Partiendo de la base de que no existe, ni por edad ni por estrato social, un perfil de persona proclive al suicidio, la psiquiatra subraya un consejo por encima de cualquier otro: hablar mucho, pedir ayuda, explicar el complicado mundo interior que se ha formado y que conduce a un callejón sin salida. Reclama, en definitiva, dar señales explícitas a un entorno familiar y social que casi nunca está preparado para captar las de carácter implícito, que acaban por ello convirtiéndose en invisibles. «Y si ese entorno no existe –concluye– se pueden acercar al médico de cabecera o al de urgencias, donde siempre le van a escuchar y le van a atender».
El apunte
El acoso en redes sociales, un factor más
Las redes sociales se han convertido casi desde sus orígenes en el lugar idóneo para que muchas personas, casi siempre anónimas, vuelquen sus frustraciones, odio e ira hacia personajes más o menos conocidos, que acaban convertidos en diana ideal para el linchamiento público.
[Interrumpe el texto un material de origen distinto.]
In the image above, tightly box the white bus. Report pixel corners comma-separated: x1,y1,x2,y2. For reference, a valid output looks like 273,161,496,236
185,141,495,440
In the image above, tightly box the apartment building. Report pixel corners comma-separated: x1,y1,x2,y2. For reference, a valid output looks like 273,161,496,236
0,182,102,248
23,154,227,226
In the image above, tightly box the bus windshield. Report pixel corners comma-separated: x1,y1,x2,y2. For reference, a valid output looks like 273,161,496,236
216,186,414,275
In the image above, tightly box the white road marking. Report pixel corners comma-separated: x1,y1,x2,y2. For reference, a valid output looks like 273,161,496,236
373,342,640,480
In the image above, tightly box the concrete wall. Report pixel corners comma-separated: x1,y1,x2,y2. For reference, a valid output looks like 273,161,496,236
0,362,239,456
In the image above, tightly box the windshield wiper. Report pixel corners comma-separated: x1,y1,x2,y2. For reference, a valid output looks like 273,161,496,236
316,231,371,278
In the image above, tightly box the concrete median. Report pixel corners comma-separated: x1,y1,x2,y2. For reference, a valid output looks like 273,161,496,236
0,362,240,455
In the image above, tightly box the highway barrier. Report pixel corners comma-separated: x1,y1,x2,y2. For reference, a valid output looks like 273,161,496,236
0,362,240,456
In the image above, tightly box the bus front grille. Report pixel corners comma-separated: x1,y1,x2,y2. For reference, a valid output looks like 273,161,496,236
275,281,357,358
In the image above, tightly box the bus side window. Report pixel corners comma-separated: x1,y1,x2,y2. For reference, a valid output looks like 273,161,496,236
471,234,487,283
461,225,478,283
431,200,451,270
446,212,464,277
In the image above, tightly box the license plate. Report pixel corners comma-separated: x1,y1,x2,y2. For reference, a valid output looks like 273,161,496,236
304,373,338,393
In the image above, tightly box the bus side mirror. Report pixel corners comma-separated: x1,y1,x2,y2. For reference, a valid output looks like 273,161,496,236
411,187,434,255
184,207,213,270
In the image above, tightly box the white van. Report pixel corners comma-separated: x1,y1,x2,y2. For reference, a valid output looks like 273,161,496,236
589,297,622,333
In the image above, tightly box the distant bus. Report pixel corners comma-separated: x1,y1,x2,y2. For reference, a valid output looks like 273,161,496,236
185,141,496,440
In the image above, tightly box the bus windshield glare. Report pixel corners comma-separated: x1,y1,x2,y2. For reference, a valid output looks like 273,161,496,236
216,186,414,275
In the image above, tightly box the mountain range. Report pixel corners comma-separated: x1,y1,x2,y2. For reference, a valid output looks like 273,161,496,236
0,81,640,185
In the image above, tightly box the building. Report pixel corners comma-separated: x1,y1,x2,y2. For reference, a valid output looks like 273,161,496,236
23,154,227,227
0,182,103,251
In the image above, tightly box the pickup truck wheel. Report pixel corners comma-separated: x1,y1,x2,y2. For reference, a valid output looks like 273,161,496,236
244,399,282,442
Verónica Forqué no pudo escapar de ese acoso y derribo practicado por usuarios de Twitter que, durante semanas, mientras la actriz tomaba parte en el concurso televisivo Masterchef, le insultaron y humillaron por cada uno de los gestos o palabras que utilizaba en el programa de TVE.
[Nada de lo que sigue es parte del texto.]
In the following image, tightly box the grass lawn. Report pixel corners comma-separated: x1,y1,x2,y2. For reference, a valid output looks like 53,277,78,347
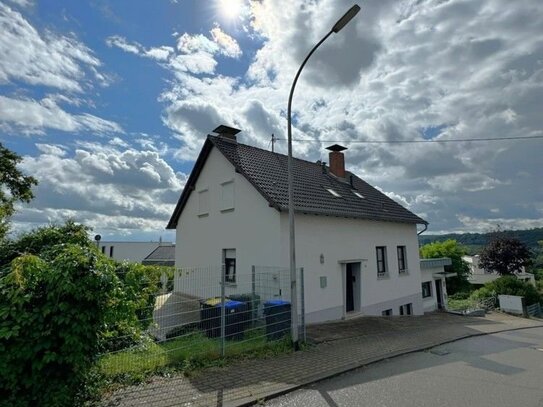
98,328,291,382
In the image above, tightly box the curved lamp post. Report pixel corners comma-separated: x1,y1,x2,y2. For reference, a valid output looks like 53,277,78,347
287,4,360,350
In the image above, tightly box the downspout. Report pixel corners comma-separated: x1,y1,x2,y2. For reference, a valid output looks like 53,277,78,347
417,223,428,236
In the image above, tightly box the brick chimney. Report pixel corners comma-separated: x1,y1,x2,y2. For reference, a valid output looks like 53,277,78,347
213,124,241,141
326,144,347,178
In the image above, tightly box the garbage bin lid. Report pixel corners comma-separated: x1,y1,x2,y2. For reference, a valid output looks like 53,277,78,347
216,300,245,309
264,300,290,307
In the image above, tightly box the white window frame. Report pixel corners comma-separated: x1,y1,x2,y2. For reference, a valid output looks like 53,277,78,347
396,246,409,274
421,281,433,298
220,179,236,212
198,188,209,217
375,246,388,278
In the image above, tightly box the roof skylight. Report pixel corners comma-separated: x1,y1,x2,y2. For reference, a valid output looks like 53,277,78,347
353,191,366,199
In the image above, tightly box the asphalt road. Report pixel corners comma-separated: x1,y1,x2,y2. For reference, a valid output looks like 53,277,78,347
265,328,543,407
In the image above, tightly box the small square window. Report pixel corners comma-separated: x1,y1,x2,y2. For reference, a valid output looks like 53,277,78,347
422,281,432,298
222,249,236,283
221,181,234,211
397,246,407,274
375,246,387,277
198,189,209,216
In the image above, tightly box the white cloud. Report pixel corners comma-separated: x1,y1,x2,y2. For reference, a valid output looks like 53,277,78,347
0,3,108,92
14,143,186,231
0,96,123,134
210,26,242,58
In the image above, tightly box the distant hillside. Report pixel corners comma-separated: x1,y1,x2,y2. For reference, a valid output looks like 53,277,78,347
419,228,543,253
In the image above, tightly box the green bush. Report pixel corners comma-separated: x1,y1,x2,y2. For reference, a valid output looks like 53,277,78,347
0,244,119,407
0,221,95,270
470,276,542,305
101,262,161,352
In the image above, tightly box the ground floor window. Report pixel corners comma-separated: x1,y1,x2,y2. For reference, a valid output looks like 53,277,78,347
422,281,432,298
381,309,392,317
222,249,236,283
400,303,413,315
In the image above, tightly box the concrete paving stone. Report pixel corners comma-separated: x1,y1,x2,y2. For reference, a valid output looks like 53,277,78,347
102,313,543,407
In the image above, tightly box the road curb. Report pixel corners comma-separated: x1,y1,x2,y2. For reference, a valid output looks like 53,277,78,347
232,324,543,407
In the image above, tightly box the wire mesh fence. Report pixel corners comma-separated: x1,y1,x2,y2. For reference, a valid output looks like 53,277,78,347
99,266,305,388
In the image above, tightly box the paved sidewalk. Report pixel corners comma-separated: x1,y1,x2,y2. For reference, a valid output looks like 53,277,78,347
103,313,543,407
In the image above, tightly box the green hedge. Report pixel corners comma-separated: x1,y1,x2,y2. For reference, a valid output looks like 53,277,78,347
0,245,118,407
470,276,543,305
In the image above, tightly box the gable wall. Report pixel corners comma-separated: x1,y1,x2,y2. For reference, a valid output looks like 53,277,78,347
175,147,280,294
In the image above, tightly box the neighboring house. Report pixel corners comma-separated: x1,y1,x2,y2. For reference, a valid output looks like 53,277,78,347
98,241,172,263
462,255,535,286
141,243,175,266
167,126,427,323
420,257,456,312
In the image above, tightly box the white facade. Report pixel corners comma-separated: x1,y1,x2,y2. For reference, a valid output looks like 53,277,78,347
174,148,430,323
462,255,535,287
98,241,173,263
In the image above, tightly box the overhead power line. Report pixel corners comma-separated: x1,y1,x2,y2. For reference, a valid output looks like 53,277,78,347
275,135,543,144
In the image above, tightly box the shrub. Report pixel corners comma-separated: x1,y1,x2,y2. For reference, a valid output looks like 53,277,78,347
470,276,542,305
101,262,161,352
0,244,118,406
0,221,91,275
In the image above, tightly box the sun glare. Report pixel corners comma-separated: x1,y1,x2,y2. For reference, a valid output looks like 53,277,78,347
217,0,243,20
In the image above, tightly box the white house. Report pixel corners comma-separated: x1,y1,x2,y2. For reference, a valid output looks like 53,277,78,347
462,255,535,286
420,257,456,312
167,126,427,322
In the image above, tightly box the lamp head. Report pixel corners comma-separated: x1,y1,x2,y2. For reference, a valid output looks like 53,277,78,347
332,4,360,33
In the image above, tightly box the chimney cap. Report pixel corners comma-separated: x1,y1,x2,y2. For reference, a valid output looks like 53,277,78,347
213,124,241,136
326,144,347,152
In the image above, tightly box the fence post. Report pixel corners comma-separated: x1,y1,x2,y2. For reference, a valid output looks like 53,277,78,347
300,267,305,342
221,264,226,357
251,265,258,326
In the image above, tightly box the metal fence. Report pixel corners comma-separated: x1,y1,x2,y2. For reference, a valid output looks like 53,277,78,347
526,303,542,318
99,266,305,392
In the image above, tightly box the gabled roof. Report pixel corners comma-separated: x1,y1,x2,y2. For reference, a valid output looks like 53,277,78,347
167,136,427,229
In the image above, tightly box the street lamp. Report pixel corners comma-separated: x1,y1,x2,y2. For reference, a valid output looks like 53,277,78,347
287,4,360,350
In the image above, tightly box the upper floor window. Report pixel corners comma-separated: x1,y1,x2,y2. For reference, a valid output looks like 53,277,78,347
198,188,209,216
375,246,387,277
397,246,407,274
220,180,234,211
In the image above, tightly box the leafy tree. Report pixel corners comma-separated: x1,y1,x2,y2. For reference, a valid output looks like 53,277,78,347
0,143,38,241
0,221,166,407
0,244,119,407
479,233,531,276
0,220,91,275
420,239,471,294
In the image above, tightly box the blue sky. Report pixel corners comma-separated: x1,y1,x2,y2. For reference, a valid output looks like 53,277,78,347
0,0,543,240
Víctima durante años de una depresión que ella misma había reconocido para contribuir así a eliminar el estigma que arrastran los problemas psíquicos, Forqué fue acosada sin descanso a través de las redes. Un hecho que, según señala la psiquiatra Aina Fernández Vidal, no podría resultar suficiente en sí mismo para llevar al suicidio de la actriz, pero sí pudo suponer una pesada piedra más en ese complejo camino hacia una recuperación que nunca lograría.
Más cerca, en Mallorca, el instructor de delfines José Luis Barbero se convirtió hace seis años, para su desgracia, en el trágico ejemplo de cómo las redes sociales pueden llegar a poner contra las cuerdas a una persona aparentemente sana, pero que se ve superada por la espiral de descalificaciones que, en su caso, le acusaban de ser un maltratador de animales. Unas imágenes difusas y unas palabras más o menos gruesas («vaga» o «tonta» eran sus peores adjetivos) dirigidas hacia los delfines que adiestraba en las instalaciones calvianeras de Marineland, provocaron un despiadado ataque por parte de los animalistas. Barbero, incapaz de gestionarlo, optó finalmente por quitarse la vida.
‘Un vídeo mató al rey los delfines’, titulaba algún medio en aquel mes de marzo de 2015, cuando Twitter demostró su poder para destrozar el prestigio e incluso la vida de las personas, a partir de 140 caracteres. Hoy, a falta de una regulación específica, miles de haters se conectan a diario para escupir odio, ignorando el enorme daño, profesional y personal, que se puede causar a través de unas redes sociales que, en demasiadas ocasiones, parecen cargadas por el diablo.